Protesters demand rent relief outside the Kenneth B. Keating Federal Building on July 17.
Gino Fanelli/CITY
Protesters demand rent relief outside the Kenneth B. Keating Federal Building on July 17.

Rochester residents threatened with eviction would be guaranteed free legal representation under a bill expected to pass City Council this month, as the city braces for an anticipated deluge of eviction cases from landlords looking to recoup income lost during the pandemic.

The legislation creates a so-called “right-to-counsel” pilot program with $460,000 in federal coronavirus relief funds that would be used to pay for tenant legal services as well as staff a hotline for questions about evictions.

The program would be operated by the Volunteer Legal Services Project of Monroe County, which would subcontract legal work to the Legal Aid Society of Rochester and Legal Assistance of Western New York. Council is scheduled to vote on the legislation Aug. 18.

Tenants have mostly been protected from eviction since the outset of the health crisis, first by a statewide moratorium on evictions and, now, by the broader state Tenant Safe Harbor Act, which protects qualifying tenants from being evicted for nonpayment of rent between early March and the full reopening of their county.

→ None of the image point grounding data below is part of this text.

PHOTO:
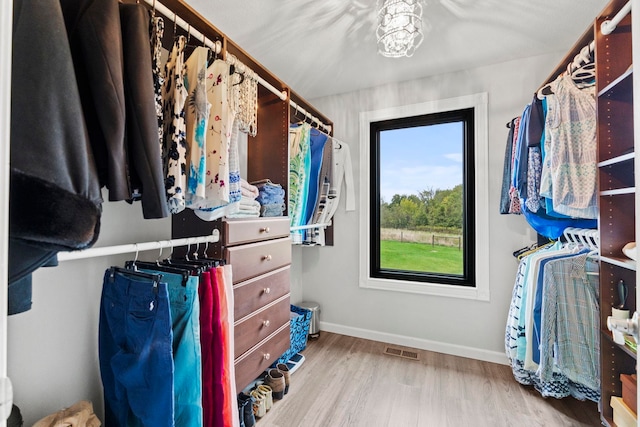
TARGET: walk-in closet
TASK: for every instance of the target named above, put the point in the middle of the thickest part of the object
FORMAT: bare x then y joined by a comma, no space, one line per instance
312,214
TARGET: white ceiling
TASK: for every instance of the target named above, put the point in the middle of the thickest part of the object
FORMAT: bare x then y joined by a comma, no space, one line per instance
324,47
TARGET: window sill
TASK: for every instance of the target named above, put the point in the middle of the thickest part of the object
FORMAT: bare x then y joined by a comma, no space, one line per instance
434,289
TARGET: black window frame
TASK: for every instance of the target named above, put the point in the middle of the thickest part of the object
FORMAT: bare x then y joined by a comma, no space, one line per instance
468,277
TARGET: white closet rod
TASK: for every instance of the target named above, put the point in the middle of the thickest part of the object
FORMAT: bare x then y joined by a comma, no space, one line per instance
137,247
609,26
310,226
310,116
216,46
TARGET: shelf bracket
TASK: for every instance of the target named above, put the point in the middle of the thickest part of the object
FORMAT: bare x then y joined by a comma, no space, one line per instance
6,398
626,326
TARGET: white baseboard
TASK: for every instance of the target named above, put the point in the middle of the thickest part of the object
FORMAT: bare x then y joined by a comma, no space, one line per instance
419,343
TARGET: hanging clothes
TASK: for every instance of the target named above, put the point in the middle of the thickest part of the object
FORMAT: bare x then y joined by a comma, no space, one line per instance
196,119
135,350
299,170
175,95
54,205
156,32
317,142
93,30
218,136
184,307
144,156
342,173
573,164
211,214
324,181
551,336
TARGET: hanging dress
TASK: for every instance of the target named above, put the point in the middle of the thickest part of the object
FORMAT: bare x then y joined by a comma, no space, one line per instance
299,171
175,130
196,117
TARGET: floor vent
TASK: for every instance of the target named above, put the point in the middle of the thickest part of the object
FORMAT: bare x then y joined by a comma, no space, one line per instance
407,354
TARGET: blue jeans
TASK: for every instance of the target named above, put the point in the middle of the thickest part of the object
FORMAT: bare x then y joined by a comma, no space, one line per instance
187,376
136,364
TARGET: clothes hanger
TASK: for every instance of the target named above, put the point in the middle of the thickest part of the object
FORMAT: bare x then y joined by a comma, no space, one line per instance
155,278
158,267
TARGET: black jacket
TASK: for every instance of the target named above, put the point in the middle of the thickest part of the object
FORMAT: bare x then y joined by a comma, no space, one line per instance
142,138
55,201
93,30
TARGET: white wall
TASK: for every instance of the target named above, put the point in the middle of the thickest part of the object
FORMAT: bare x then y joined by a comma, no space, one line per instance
457,326
53,348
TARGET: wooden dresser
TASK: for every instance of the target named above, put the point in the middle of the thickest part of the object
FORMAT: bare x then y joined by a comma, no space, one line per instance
259,251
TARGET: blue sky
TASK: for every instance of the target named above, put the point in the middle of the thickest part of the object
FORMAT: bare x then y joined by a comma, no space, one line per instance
419,158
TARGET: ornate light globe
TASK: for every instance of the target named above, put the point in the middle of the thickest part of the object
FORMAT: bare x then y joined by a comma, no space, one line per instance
399,30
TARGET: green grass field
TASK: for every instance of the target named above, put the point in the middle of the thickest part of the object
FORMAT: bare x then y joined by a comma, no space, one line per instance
396,255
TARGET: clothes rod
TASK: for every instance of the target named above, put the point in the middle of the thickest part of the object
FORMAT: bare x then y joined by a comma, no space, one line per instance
309,115
214,45
137,247
310,226
609,26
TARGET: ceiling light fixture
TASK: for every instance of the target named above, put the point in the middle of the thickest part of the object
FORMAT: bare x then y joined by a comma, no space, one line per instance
399,30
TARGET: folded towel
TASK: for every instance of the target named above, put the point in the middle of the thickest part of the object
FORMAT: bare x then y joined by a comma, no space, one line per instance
276,209
248,189
249,203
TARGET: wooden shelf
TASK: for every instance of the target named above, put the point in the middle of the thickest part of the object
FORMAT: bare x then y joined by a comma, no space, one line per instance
618,191
616,160
627,263
607,335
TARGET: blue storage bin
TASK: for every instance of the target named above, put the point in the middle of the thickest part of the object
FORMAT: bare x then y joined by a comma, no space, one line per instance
300,319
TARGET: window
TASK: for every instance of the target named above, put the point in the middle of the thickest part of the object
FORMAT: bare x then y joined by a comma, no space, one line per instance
424,198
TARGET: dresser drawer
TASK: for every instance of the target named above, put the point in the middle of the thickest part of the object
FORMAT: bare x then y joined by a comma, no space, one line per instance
261,324
250,295
251,364
238,231
255,259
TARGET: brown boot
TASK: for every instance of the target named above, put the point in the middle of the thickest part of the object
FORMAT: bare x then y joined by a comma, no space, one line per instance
282,367
275,380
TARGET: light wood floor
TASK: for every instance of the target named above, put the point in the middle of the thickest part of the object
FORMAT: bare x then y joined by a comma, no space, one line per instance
349,382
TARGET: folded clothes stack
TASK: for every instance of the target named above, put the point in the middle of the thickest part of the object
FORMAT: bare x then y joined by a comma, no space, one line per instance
249,208
271,198
248,190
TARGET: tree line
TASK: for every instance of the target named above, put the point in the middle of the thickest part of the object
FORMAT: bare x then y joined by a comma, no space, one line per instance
429,209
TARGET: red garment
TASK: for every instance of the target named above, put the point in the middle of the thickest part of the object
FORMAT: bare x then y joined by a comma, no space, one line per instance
217,356
206,342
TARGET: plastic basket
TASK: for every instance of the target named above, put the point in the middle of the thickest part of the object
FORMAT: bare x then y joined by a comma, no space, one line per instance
300,320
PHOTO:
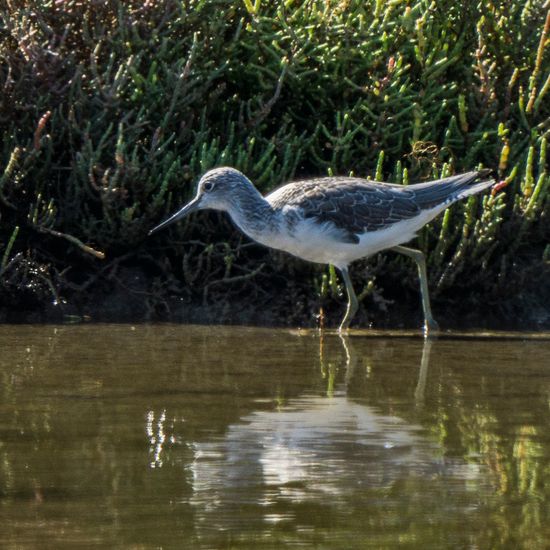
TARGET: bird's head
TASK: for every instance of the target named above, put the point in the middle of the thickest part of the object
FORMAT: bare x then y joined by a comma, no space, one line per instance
218,189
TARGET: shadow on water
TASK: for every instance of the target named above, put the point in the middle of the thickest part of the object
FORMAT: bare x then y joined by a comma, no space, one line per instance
231,437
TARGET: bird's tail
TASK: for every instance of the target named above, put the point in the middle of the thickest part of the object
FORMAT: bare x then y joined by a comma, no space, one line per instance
444,192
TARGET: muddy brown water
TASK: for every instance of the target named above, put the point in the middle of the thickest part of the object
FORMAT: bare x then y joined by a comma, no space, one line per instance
172,436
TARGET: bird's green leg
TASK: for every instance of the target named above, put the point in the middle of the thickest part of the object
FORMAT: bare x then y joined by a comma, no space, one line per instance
353,304
430,324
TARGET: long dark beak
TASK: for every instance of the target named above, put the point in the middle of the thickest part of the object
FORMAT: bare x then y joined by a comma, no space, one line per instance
187,209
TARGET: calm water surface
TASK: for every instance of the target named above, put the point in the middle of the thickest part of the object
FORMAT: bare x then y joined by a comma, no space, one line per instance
209,437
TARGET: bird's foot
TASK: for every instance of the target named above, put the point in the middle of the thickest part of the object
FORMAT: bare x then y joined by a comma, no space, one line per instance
431,328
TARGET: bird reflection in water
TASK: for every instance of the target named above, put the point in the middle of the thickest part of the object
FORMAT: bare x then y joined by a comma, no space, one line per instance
313,447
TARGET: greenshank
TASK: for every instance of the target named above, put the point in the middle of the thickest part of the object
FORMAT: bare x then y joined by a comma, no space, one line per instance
335,220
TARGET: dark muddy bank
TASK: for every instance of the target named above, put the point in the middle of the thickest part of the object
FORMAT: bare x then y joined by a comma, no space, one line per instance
282,296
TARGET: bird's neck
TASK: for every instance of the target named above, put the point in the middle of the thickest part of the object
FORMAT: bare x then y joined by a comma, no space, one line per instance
253,215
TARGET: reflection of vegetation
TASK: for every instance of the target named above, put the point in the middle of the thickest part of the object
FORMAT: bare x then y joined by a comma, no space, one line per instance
480,405
110,110
88,411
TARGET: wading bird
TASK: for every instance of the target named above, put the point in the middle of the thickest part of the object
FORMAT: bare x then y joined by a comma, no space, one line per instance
335,220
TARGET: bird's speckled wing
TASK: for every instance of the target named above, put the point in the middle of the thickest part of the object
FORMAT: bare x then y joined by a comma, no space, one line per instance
355,205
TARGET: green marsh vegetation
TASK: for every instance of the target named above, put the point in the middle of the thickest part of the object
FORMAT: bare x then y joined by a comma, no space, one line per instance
111,110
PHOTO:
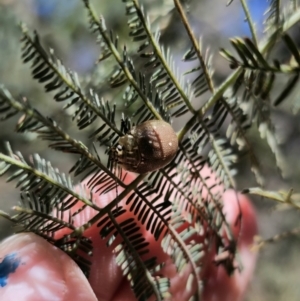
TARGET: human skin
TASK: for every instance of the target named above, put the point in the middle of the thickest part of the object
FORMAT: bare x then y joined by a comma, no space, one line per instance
43,272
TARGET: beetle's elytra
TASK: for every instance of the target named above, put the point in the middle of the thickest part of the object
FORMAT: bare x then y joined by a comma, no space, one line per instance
148,146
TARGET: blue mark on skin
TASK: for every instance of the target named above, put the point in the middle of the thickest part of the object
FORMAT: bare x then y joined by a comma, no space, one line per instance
8,265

But tenants grappling with eviction notices from prior to the outbreak or for reasons other than nonpayment of rent remain vulnerable, and the law does not prohibit landlords from filing for eviction and seeking money judgments to recuperate missed rent payments.

Tenants in either instance will have to defend themselves in court, said Mark Muoio of the Legal Aid Society. New York has no law guaranteeing people facing eviction the right to an attorney.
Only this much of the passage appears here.